Moderates going with an unworkable budget.
BY TONY CORCORAN
R-G Reporter David Steves: "Sen. Morrisette, aren't legislators embarrassed by their lack of a budget deal during the longest session in Oregon history?"
Sen. Morrisette: "I know the public perception is that we are doing the state a disservice by not solving the problem. I think just the opposite: We would do a great disservice to the people who sent us here if we folded our tents and went home just for the sake of public perception."*
*Actually, Bill, most Oregonians don't even know or care that we are still in session.
I often tell people that timing is everything in politics. I, for example, was stupid enough to run for the Oregon House in 1994, the first time in 40 years that Republicans took control over both chambers of the Legislature. Now I'm part of the longest session in 144 years! But we may be ending the session by the time you read this. And if you accept the beatitude that the meek shall inherit the Earth, then Salem's moderate Democrats and moderate Republicans are in great shape to pick up a lot of land.
I'm gonna get spelunker hats for some of our Democratic leaders because they are such excellent cavers. In Democratic politics these days leaders are determined by their ability to raise money: Their personal political philosophy, their ability to stick to principles while negotiating, are not requirements for the job.
For example, we sent our Senate Democrat negotiators into a room after giving them our bottom line on the K-12 education budget — all 15 members of our caucus said — $5.3 billion in real money ... no bonding, no tricky accounting, no triggers ... $5.3 billion firm. They came back from the table with only $5.1 billion and more tricks than an Enron hooker. And now they're trying to peel off our members to support it. Why? Because Republicans know that they can always out-wait us, we always cave eventually, because we're always in a hurry to get out. Our leaders measure leadership by the standard that a quick bad deal is preferable to a slow, fair deal.
Even in a session like this, when we had the Republicans on the run.
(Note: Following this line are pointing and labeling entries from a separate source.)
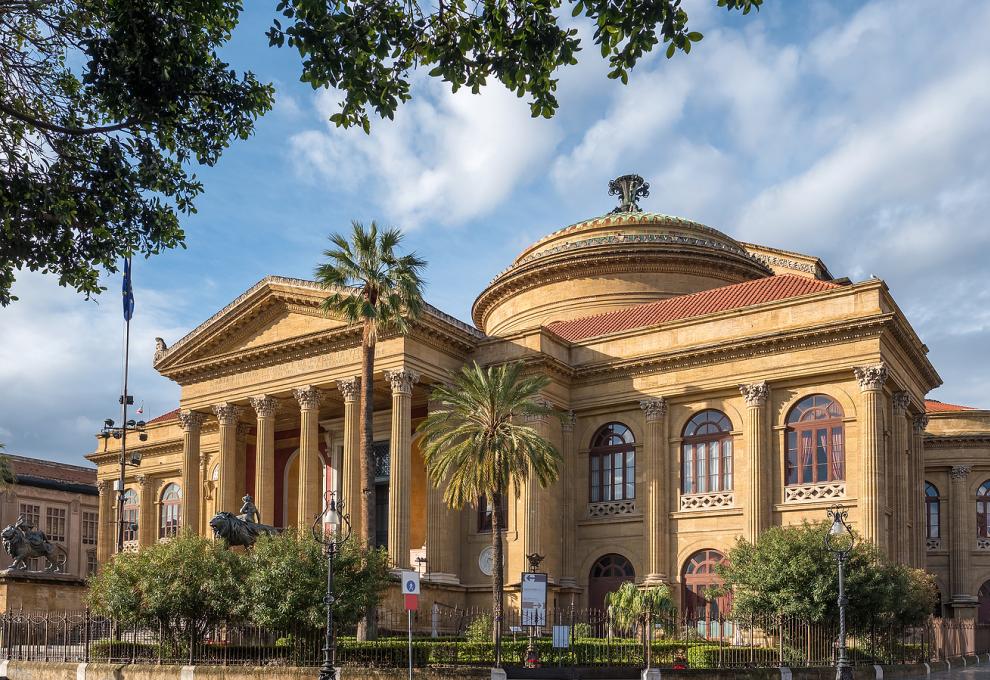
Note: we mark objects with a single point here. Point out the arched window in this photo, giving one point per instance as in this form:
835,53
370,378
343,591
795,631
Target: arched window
815,442
932,519
612,475
171,511
130,516
698,578
983,510
607,574
706,453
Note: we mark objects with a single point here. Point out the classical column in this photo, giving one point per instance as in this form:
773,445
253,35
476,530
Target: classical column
918,465
962,540
148,502
568,566
264,456
656,522
871,380
191,423
310,495
227,499
758,508
400,466
350,476
106,528
904,494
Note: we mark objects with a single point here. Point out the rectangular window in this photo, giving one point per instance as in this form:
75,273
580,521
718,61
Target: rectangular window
90,521
55,524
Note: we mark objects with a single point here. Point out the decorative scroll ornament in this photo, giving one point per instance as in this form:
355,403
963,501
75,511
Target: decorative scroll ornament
901,401
959,473
309,397
227,413
349,388
755,394
655,409
191,420
402,380
265,406
871,377
630,188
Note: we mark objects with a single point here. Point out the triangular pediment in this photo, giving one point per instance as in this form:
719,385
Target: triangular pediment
274,311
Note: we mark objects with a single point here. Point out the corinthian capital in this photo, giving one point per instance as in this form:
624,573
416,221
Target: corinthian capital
191,420
755,394
655,409
959,473
265,406
871,377
350,388
309,397
402,380
227,413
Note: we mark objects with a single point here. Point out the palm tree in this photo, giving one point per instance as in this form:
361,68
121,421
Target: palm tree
474,443
373,286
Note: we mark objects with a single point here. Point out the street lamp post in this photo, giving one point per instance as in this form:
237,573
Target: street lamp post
331,528
839,540
110,429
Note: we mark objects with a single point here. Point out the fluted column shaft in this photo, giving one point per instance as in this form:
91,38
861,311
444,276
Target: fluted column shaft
400,466
191,423
310,497
903,497
568,559
226,495
106,529
350,476
871,380
264,457
962,539
656,519
758,508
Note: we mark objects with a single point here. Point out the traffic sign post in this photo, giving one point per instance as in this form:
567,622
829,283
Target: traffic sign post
410,594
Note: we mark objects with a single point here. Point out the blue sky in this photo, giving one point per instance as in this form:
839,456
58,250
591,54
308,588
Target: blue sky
857,132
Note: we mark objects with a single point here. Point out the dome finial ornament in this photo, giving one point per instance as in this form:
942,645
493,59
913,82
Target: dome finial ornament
630,188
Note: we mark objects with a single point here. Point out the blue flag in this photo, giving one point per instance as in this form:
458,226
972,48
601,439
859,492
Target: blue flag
128,291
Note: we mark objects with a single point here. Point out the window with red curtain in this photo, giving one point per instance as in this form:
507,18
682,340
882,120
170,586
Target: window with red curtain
815,442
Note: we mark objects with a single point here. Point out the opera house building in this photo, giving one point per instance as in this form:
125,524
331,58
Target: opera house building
709,389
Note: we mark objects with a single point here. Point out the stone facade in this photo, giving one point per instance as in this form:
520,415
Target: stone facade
708,389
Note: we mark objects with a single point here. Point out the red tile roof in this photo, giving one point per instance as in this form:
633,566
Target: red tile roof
165,417
687,306
935,406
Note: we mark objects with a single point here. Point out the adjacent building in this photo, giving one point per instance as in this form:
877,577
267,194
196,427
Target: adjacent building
708,389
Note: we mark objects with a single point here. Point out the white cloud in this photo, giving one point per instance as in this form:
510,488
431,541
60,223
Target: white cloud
446,158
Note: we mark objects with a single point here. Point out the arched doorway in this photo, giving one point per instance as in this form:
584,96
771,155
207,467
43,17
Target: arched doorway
698,606
983,613
607,574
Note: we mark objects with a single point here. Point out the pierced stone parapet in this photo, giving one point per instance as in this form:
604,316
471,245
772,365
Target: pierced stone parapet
808,493
610,508
706,501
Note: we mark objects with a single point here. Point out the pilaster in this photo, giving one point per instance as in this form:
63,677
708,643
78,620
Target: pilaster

Last week we actually had the minimum of 16 Senate votes needed for $5.3 billion! And we let it slip away. Why? Because it's more important to our leaders to not let things get too partisan — and hold hands with unreasonable leadership in both chambers — than to do the obvious: Vote for $5.3 billion for K-12 and send it over to the House.
The budget package our leaders accepted only gets to $5.3 billion if the following events happen:
-- The governor or the Legislature expands the lottery by adding video poker machines, expanding to slot machine line games, or cutting the tavern owners' commission (Republicans will never allow this to happen).
-- The Legislature must steal $48 million in PERS savings from agencies not funded by the General Fund — probably illegal.
-- And schools only get from $5.22 billion to $5.3 if the economy improves and revenue increases $64 million over projection.
I couldn't believe our negotiators actually came back with this proposal. The budget also lacks sufficient money for community colleges, higher ed, and — surprise, surprise — for seniors and disabled; and we still don't know what the Oregon Health Plan looks like. The proposal also forces agencies to eat the expense — $18 million — of state labor settlement costs. Even though state workers got no pay raise, they did get some additional help with spiraling health insurance costs. That $18 million provides services, so that means more cuts.
Republican leaders like Randy Miller keep insisting there just isn't enough money. But their negotiators absolutely refused to discuss mortgage interest income tax deductions for second homes and yachts. And they refused to look at delaying Dubya's federal income tax cut for the rich (Oregon's richest 1 percent get 30 percent of the cut, the poor don't get squat). If we'd just delay half of that tax break, that alone would put $1.4 billion on the table!
After reading about the goings-on at this legislative session, I have an idea that might help to narrow the state's budget gap for the coming fiscal year. Consider putting a swear jar in the Capitol.